How many people share Netflix accounts?
Netflix said in its latest quarterly letter to shareholders this week that in addition to its 222 million paid subscribers, “we estimate Netflix is shared with over 100 million additional households.” Including more than 30 million in the US-Canadian Netflix market.
That’s a staggering number of people who have been allowed to get away with streaming stranger things and Bridgerton for free, using someone else’s Netflix account, all this time. Meanwhile, data from a new study (via Time2Play) breaks down the numbers even further here.

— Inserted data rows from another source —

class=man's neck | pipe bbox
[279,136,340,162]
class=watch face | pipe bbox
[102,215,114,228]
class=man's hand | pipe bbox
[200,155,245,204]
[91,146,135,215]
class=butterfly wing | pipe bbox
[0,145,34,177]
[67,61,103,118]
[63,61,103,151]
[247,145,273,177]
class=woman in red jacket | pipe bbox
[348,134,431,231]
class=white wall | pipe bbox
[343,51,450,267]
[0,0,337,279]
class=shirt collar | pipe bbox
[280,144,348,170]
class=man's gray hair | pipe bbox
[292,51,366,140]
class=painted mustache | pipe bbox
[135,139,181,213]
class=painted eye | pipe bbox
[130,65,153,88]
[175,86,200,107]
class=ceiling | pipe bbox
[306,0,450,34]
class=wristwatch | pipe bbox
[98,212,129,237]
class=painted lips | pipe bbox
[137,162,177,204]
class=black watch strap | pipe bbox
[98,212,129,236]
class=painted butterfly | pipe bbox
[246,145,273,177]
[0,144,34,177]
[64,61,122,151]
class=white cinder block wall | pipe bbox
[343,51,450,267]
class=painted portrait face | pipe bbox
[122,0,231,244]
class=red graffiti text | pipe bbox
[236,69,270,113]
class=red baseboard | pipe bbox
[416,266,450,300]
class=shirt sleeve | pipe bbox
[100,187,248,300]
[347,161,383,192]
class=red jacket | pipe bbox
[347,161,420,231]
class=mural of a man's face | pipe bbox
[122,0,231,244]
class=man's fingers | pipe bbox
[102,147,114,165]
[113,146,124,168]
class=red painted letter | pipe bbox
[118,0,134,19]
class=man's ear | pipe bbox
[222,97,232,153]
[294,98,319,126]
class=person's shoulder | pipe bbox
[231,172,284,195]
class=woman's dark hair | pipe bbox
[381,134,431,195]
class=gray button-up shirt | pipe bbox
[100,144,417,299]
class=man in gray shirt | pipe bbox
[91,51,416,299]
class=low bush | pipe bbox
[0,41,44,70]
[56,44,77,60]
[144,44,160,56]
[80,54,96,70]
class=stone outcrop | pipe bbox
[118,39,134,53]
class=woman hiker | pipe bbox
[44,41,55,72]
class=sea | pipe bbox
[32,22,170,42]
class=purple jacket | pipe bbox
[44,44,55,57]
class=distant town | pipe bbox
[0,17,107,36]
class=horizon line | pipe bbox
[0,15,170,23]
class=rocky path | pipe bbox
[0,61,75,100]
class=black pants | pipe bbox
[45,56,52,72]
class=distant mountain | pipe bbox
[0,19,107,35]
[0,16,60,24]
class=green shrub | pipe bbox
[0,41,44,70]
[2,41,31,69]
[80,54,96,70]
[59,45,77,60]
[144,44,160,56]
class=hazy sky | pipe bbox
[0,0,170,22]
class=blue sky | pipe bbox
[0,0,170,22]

- The average follower who shares their the password does so with 2.3 people living outside their household.
- 79% of those who use someone else the password say they won’t have their own account if Netflix ends the password share.
- 28.8% of Netflix watchers also report using illegal sources for some of their viewing.
What happens now?
Social media users, meanwhile, are having fun creating memes and viral posts that ridicule Netflix. Specifically, the posts suggest that cracking down on password sharing ignores even bigger issues.
From Netflix’s perspective, the company believes it’s fair to ask subscribers “to pay a little more to share the service outside of their homes,” Netflix Chief Product Officer Greg Peters said in an interview. video with JP Morgan analyst Doug Anmuth.
As an example, Peters mentioned a hypothetical subscriber sharing their Netflix account with a sibling in another state. The idea is to ask that person to pay a little extra to do it. “We’re trying to find a balanced approach here, a consumer-centric approach,” he said.
The important thing to know here is that Netflix has an eye on how to tackle freeloaders in a way that doesn’t exacerbate subscriber losses. But that also forces people in markets like the United States to pay what they owe.
“I think we’re going to spend about a year iterating and then rolling out all of that to get this solution launched globally, including in markets like the United States,” Peters said.
More Netflix coverage: For more Netflix news, check out our coverage of the latest new Netflix movies and series to watch.